Le gouvernement de transition en Guinée a nommé Sékou Koureissy Condé président de l’Office national de supervision du référendum (ONASUR), l’organe chargé de garantir la transparence du scrutin constitutionnel prévu dans les prochains mois.
Ancien ministre de la Sécurité et figure respectée du monde académique et diplomatique, Sékou Koureissy Condé est connu pour son rôle de médiateur dans plusieurs crises politiques ouest-africaines.
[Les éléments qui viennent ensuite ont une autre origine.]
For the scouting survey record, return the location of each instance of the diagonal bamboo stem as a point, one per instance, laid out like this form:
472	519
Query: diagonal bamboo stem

Sa désignation est perçue comme une tentative des autorités de donner plus de légitimité à un processus scruté de près, tant à l’intérieur du pays que par la communauté internationale.
Un bureau pluraliste
Aux côtés de son président, l’ONASUR comptera huit autres personnalités issues d’institutions diverses : Mamadou Sanoussy Bah et Maïmouna Traoré du Conseil national de la transition (CNT), Ousmane Diaby (juriste), Pierre Lamah (magistrat), Me Pépé Antoine Lamah (avocat), ainsi que trois représentants de la société civile Lamine Bamba (CNOSC), Seydouba Bangoura (CONASOC) et Lanfia Ibn Mohamed Condé (PCUD).
Conformément à la loi L/2025/012 adoptée en avril dernier, les autres postes de l’organe (vice-président, rapporteurs, trésorier) seront élus par les membres et validés par décret.
La nomination de Sékou Koureissy Condé intervient dans un climat politique marqué par la méfiance et les appels de l’opposition à des garanties sur la régularité du vote. Analystes et diplomates estiment que son profil conciliateur pourrait renforcer la crédibilité de l’ONASUR, mais soulignent que l’efficacité de l’organe dépendra de son indépendance réelle vis-à-vis de l’exécutif.
Pour les autorités de la transition, la mise en place du bureau de l’ONASUR constitue un jalon majeur vers le retour à l’ordre constitutionnel. Mais pour beaucoup de Guinéens, la véritable épreuve reste à venir : démontrer que le référendum se déroulera dans la transparence et dans un climat apaisé.